While you're out and about this Spring enjoying the less freezing cold temperatures stop by the Burchfield Penney Art Center at SUNY Buffalo State and check out The Scrutiny of Objects: Sculptures By Robert A. Booth.  The press release, found at www.burchfieldpenney.org, gives you a context for the art...

"In 1914 the artist Marcel Duchamp began using what appeared to be ordinary manufactured objects to create sculpture. These “readymade” works elevated ordinary objects to the dignity of art. Around the same time the First World War brought new developments in the art of camouflage. Razzle Dazzle techniques were used to confuse attackers in battles at sea. On land, artists painted their own designs onto cannons and embattlements to hide them from enemy attack.  A century later, sculptor Robert Booth uses some if these same techniques to transform everyday objects into works of art."

The exhibition is on view in the Sylvia L. Rosen Gallery on the second floor from March 13 to August 30, 2015.  My gut reaction was: "damn, I got to step up my game!" (I'm a painter and sculptor too).  First off, the space is beautiful... it's a tad small but it has a skylight in the center of the room and a balcony overlooking the main gallery on the first floor.  The work, like the space, is clean, contemplative, and fresh.  Compared to Booth's figurative sculptures of the recent past, this new work is simpler and minimal.  His figurative works, are provocative and packed with allegory.  They are imbued with pathos and humor and assert a handmade aesthetic.  His new works on the other hand, have more of a conceptual slant and relish in the simple pleasure of shapes, forms, and contours of everyday objects.  These works are tediously mummified in small strips of masking tape transforming the utilitarian objects into sacred works of art, or as the press release implies, camouflaging them as a strategy to disable our automatic categorization of these objects in terms of their use. I also find interesting how each piece is mounted to painted rectangles on the wall, or in the case of "Canoe (Float)" and "Lawnmower (Cut)" framed by pieces of tape on the floor.  Perhaps this is another tactic to distance our familiarity with these objects; by framing something the thing becomes elevated to high art. 

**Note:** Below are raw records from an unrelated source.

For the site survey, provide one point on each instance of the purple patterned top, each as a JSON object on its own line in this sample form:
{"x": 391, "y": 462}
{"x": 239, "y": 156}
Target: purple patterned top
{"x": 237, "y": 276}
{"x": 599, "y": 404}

The sculpture with the most impact in the show is "Canoe (Float)".  It's both cute and terrifying.  By Booth cutting polka dot shaped holes throughout the entire surface of the canoe and suspending it from the ceiling to give it an appearance of being afloat the viewer is thrust down upon a razor thin divide between the utilitarian and the aesthetic.  The viewer is stimulated by the contrast of what we see with our eyes and what we see with our brain; or more specifically between the way it hovers there in mid air with beams of light pouring out each perfectly round circle dazzling the floor beneath it and the thought of being in that canoe on a lake sinking fast.